With Lisa Taddeo’s debut novel we meet Joan. Once you meet Joan, it’s difficult to un-meet Joan. In fact, despite being half-way through another novel, as soon as I picked up Animal the other novel got shoved aside. Taddeo’s character is beguiling, unflinching and through Alice, you are keen to find out more.
Lisa Taddeo, being the acclaimed writer of Three Women, spent eight years and thousands of hours tracking the women whose stories are incorporated into the book, moving to the towns they lived in to better understand their lives. She has contributed to New York magazine, Esquire, Elle, Glamour and many other publications. Her short stories have won two Pushcart Prizes, and Animal is her debut novel.
Joan drove herself out of New York City where a man shot himself in front of her. He was a gluttonous man and when his blood came out it looked like the blood of a pig. He did it in a restaurant where she was having dinner with another man, another married man. Do you see how this is going?
Animal is a pacey, “how did things end up this way?” type novel and it’s impossible to put down as soon as you pick up. The prose and the character renders it a helluva read with a plot that seems to move very little, but we, like Alice, want to listen intently to the plot as it moves along the temporal timeline, back and forth. And though at times it may seem the plot’s inconceivable, with a past like Joan’s, there is no doubting this outcome.
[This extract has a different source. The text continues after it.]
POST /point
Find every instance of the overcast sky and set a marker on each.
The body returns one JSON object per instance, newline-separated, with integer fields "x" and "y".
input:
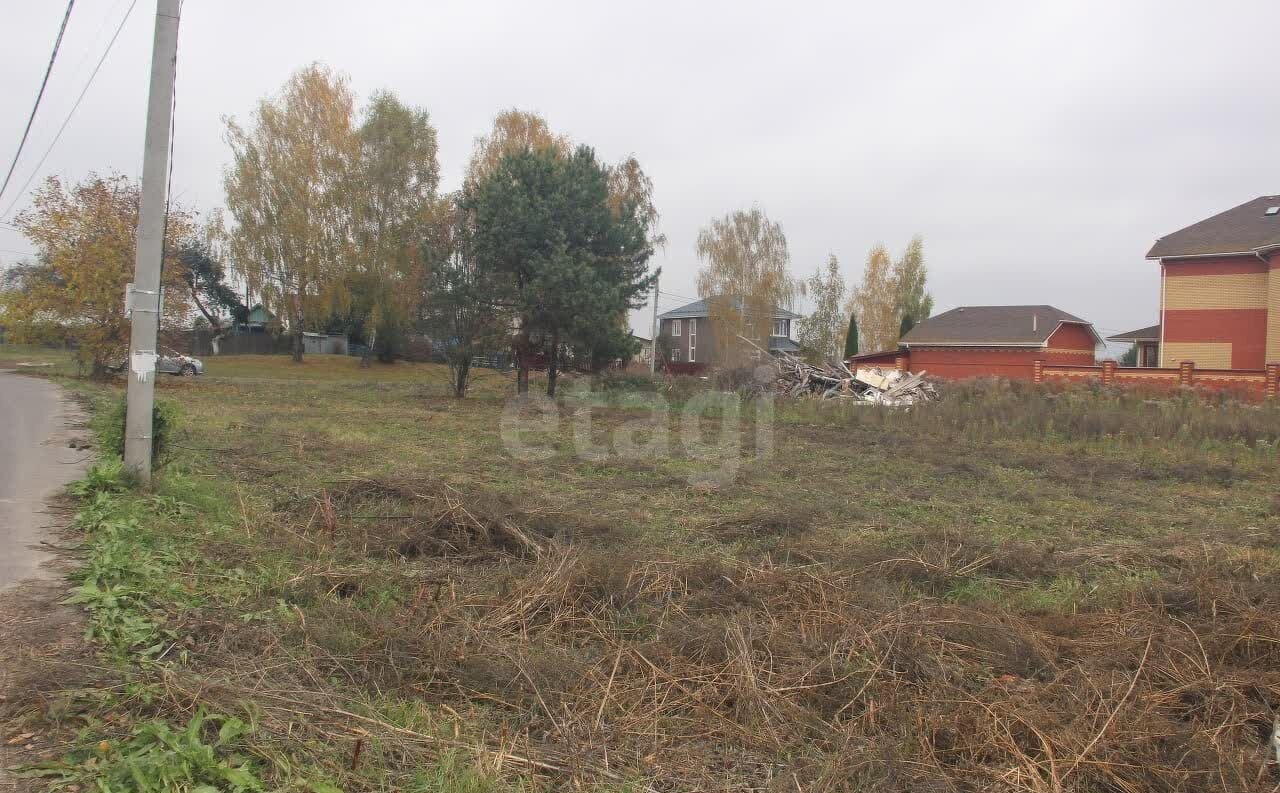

For those that might be triggered, I will flag that abuse is highly common throughout the entirety of Taddeo’s novel and the plot is riddled with it. From what happened to Joan at a young age has ultimately seen her end up in countless abusive relationships to married men and a willingness to accept whatever attention men offer her. It’s all too common and sadly relative to many of us. However, there is a wonderfully strong and emotive side to Joan along with twists you don’t necessarily predict as the novel progresses. It’s disturbing, triggering, warm and stunning all at the same time.
It’s frustrating that for many this is not escapism and will be a difficult read, Taddeo portrays and highlights with such scorn and a fine-tuned pen the repercussions and upsetting effects of abuse.
Animal is out now, published by Bloomsbury.